Dante Ang, chairman of the Commission on Filipinos Overseas (CFO), said he had received information that the country's application to be included in the list of international testing centers of the US National Commission on Licensure Examination (NCLEX) has been put on hold.
"We will not be included in the agenda of the [National Council of State Boards of Nursing] (NCSBN) to be considered as a testing site,".
"Na-defer tayo. (We were deferred.) We will not be in the agenda in the near future," he added.
Ang said several NCSBN officials visited the Philippines last March to discuss the country's bid to become an accredited international venue for the US nursing licensure exam. He said at least 83 percent of NCLEX examinees in international testing centers, particularly in Hong Kong, Guam and Saipan, are Filipinos.
He told that the country "had already reached third base" to hold the NCLEX exam here before reports of the local nursing board exam leakage broke out. He added that NCSBN officials are closely monitoring the developments of the investigation on the test leakage.

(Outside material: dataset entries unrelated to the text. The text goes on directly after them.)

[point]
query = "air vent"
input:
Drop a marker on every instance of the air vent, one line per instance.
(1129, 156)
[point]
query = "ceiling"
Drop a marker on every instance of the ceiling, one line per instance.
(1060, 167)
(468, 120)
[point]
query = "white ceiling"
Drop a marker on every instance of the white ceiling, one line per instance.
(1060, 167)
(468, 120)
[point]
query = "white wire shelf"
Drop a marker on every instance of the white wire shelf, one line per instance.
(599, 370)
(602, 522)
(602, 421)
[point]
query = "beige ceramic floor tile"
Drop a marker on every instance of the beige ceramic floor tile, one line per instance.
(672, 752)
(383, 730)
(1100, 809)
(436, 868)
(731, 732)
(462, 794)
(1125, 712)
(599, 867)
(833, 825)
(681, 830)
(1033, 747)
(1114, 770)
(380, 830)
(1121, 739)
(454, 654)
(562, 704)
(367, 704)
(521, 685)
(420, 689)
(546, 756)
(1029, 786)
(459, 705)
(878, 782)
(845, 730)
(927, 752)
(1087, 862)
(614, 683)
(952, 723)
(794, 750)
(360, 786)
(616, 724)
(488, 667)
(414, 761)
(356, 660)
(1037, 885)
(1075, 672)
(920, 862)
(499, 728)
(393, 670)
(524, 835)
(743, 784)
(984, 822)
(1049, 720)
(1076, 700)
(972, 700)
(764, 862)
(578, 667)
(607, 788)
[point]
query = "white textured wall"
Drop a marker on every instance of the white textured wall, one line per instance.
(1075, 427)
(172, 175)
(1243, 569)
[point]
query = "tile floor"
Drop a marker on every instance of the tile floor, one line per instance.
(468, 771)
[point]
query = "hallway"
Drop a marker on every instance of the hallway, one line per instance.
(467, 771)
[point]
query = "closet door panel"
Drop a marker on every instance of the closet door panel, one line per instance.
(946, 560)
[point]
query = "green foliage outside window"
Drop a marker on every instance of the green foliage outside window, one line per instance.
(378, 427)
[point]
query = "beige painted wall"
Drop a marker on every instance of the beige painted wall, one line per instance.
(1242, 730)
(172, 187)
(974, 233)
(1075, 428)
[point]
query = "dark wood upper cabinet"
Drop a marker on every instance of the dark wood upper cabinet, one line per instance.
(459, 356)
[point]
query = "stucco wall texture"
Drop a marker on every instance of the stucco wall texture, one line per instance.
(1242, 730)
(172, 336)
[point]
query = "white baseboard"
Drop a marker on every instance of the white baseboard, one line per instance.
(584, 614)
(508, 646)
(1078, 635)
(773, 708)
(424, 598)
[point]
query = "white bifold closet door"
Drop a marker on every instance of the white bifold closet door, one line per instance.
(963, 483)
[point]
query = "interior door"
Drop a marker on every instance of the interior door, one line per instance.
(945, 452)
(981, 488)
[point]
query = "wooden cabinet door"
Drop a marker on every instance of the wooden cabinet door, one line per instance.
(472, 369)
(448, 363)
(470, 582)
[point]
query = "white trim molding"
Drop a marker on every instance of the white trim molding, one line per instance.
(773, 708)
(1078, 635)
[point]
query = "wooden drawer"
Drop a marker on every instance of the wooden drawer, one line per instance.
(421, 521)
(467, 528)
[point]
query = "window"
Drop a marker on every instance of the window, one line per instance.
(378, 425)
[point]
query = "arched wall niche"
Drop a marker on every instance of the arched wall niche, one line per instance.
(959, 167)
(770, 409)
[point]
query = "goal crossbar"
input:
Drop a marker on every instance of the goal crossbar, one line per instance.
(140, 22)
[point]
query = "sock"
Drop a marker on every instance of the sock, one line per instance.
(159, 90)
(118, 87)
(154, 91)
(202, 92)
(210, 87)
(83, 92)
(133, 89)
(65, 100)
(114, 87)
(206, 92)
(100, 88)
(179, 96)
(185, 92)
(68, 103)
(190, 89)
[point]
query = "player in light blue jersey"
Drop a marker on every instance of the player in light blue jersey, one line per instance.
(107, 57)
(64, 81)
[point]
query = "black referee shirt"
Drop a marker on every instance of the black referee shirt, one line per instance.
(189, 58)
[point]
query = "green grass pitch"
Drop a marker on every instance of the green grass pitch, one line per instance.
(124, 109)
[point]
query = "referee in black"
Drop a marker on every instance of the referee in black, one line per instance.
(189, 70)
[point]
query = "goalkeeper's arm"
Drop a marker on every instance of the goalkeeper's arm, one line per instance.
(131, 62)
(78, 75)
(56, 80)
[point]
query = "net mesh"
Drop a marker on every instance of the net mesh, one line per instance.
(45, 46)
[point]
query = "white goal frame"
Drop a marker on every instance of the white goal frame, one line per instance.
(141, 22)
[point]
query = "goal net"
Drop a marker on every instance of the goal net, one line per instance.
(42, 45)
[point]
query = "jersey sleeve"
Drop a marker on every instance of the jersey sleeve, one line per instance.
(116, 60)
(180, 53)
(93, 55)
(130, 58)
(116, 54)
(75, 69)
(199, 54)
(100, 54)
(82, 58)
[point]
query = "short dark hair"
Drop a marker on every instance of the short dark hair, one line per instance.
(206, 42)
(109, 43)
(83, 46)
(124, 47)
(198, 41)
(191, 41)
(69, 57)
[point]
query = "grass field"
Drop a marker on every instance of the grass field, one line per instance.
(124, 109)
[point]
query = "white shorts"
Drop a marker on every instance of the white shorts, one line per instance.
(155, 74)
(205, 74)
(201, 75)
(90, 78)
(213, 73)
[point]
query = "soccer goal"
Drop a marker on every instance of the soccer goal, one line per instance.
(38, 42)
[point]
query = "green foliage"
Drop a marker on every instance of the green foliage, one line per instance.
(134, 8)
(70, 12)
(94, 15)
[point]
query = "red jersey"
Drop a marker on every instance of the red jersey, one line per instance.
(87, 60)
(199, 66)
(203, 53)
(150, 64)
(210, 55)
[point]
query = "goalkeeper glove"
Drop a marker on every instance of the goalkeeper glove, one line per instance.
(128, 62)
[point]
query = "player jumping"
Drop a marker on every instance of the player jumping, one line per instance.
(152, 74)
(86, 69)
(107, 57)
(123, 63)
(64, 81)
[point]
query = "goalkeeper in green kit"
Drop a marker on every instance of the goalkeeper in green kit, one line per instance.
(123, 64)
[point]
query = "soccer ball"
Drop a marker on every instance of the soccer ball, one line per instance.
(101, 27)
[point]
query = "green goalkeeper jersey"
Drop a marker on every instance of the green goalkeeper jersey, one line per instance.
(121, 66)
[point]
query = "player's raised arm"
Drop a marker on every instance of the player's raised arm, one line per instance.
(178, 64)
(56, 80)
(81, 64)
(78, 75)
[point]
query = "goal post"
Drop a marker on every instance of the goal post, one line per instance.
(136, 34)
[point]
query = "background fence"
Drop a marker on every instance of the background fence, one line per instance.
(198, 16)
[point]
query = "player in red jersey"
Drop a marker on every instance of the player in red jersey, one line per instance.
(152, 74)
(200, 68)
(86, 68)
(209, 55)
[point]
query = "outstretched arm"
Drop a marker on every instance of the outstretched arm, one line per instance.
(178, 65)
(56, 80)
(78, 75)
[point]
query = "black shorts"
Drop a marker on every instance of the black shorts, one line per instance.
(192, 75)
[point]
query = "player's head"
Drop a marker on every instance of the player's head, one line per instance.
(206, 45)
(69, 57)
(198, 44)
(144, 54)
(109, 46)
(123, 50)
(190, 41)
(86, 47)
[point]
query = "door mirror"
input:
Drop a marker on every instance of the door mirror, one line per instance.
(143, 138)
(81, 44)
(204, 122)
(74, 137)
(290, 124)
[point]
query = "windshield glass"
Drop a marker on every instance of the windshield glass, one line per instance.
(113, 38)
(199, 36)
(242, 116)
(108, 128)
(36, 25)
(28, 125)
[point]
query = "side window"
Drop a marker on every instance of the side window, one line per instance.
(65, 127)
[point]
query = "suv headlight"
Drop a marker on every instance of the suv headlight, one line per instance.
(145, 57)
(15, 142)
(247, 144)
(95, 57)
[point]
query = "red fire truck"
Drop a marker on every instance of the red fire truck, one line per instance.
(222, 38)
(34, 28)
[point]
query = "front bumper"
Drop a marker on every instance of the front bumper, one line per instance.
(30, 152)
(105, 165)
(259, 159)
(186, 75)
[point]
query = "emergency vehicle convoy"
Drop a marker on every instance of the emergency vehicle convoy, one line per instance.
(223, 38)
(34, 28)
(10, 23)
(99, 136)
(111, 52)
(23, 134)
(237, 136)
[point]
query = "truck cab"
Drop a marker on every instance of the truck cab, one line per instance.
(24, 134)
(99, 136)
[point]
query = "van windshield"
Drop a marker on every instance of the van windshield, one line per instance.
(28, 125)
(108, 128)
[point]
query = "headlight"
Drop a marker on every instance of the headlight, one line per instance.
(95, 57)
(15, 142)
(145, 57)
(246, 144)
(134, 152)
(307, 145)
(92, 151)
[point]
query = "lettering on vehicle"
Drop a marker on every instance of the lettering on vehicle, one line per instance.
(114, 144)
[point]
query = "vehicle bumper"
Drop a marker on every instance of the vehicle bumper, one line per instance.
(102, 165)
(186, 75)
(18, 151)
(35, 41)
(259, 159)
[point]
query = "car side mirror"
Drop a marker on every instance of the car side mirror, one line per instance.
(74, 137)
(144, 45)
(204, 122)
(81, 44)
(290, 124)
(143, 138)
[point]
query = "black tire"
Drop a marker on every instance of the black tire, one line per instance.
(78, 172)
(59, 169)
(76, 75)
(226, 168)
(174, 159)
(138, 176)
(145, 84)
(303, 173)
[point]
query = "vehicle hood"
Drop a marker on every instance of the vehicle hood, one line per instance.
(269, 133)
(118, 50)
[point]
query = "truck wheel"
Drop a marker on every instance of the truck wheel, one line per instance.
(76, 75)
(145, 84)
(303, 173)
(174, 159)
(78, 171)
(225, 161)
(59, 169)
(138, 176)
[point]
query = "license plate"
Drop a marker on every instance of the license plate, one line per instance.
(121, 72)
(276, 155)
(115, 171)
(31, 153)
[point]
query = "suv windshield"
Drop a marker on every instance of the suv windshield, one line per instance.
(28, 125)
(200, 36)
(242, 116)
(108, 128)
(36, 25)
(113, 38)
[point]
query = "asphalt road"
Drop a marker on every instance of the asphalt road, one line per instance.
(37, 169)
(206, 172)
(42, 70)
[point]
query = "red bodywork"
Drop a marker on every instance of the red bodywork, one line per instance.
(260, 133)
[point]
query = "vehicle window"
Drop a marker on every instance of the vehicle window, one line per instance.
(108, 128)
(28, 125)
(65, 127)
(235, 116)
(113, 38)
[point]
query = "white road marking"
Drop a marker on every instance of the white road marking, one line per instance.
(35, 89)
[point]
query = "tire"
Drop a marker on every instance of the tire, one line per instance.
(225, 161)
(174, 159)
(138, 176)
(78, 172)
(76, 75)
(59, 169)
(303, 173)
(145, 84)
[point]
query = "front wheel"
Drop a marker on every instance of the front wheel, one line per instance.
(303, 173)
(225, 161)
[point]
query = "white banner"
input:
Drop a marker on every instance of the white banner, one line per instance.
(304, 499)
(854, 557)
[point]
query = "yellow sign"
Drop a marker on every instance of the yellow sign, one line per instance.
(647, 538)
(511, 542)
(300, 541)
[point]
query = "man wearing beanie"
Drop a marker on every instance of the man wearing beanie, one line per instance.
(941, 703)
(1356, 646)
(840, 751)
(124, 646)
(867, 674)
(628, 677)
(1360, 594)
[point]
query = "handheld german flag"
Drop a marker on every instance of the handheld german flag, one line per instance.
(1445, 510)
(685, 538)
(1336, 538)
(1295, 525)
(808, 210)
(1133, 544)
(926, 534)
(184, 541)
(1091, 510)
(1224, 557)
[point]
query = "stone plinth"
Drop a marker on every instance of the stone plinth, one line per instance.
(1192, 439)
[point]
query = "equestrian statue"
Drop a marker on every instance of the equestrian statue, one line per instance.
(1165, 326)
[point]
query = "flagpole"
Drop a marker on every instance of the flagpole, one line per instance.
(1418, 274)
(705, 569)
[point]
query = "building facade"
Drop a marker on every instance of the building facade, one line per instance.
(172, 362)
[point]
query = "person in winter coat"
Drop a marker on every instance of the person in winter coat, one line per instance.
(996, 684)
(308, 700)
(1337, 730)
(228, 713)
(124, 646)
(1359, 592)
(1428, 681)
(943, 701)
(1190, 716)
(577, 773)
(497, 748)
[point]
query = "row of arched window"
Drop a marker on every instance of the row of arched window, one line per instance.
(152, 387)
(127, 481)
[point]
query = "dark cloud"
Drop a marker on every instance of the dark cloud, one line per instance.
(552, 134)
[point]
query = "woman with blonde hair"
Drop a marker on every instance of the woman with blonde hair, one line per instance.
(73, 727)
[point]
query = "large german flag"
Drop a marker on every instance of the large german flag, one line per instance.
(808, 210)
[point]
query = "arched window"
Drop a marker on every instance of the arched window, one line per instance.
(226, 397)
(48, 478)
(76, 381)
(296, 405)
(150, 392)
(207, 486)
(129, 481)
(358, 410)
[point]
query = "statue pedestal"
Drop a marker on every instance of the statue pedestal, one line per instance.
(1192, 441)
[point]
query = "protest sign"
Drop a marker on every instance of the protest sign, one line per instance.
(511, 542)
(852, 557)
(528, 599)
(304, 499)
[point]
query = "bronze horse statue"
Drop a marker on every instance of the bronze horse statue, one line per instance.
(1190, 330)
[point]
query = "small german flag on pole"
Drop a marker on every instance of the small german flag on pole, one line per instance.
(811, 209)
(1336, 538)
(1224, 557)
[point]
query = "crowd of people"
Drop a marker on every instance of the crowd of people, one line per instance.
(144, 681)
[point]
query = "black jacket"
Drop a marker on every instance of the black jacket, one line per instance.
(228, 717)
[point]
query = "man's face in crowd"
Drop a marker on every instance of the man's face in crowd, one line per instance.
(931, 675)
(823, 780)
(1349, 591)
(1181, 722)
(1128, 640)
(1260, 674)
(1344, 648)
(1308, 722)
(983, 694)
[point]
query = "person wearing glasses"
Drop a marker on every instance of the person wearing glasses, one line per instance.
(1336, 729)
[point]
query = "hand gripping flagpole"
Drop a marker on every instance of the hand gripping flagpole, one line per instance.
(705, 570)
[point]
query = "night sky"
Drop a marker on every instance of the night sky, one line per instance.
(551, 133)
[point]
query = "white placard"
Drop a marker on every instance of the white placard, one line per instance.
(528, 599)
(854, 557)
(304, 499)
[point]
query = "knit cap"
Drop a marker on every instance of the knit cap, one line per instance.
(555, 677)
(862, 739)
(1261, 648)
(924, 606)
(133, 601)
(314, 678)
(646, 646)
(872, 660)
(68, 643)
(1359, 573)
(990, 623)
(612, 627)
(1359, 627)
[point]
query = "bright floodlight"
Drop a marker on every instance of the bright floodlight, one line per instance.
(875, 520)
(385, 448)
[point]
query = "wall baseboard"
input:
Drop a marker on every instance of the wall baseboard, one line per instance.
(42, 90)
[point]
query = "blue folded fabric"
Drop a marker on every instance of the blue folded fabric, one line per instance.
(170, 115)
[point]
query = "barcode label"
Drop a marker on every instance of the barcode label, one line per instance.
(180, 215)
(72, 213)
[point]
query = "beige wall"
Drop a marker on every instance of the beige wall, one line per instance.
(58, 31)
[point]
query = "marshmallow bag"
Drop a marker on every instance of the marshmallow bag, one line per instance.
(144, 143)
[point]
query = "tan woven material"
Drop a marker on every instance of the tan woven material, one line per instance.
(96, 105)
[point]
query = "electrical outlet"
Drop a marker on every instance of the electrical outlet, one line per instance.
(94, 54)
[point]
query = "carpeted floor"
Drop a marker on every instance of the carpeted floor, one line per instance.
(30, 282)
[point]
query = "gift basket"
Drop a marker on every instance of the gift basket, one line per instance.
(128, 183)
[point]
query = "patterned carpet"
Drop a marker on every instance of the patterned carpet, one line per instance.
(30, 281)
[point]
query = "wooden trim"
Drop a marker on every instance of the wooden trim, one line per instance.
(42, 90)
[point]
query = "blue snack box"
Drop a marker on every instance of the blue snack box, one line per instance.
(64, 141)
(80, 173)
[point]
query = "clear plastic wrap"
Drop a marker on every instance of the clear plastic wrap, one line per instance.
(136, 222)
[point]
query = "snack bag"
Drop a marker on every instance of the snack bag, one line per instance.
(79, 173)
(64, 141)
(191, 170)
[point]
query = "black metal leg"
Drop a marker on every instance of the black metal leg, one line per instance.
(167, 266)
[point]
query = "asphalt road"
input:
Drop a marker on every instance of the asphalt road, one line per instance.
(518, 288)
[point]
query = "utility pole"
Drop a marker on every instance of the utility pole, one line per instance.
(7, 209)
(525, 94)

"We need to be very open about this investigation. We need to uphold our dignity, uphold our honor and prosecute the guilty parties," he said.
He added that the CFO and other government agencies will work to revive the country's bid as a foreign testing center for NCLEX in future NCSBN meetings.
He said the NCSBN has no set timetable on when it approves applications for foreign testing centers.
A Professional Regulation Commission report earlier said a Philippine Nursing Association official paid P7 million to get a leakage from members of the PRC Board of Nursing (BON) who drafted the nursing board exams. The PRC report said the PNA official got questions and answers from Tests 3 and 5 of the board exams.
PNA president George Cordero, the official implicated in the PRC report, resigned last week after the Senate started investigating the scandal.
Nursing board members including two officials who allegedly leaked the test questions and answers have also offered to resign but were denied.
Ang said the government should immediately accept the resignations of the officials.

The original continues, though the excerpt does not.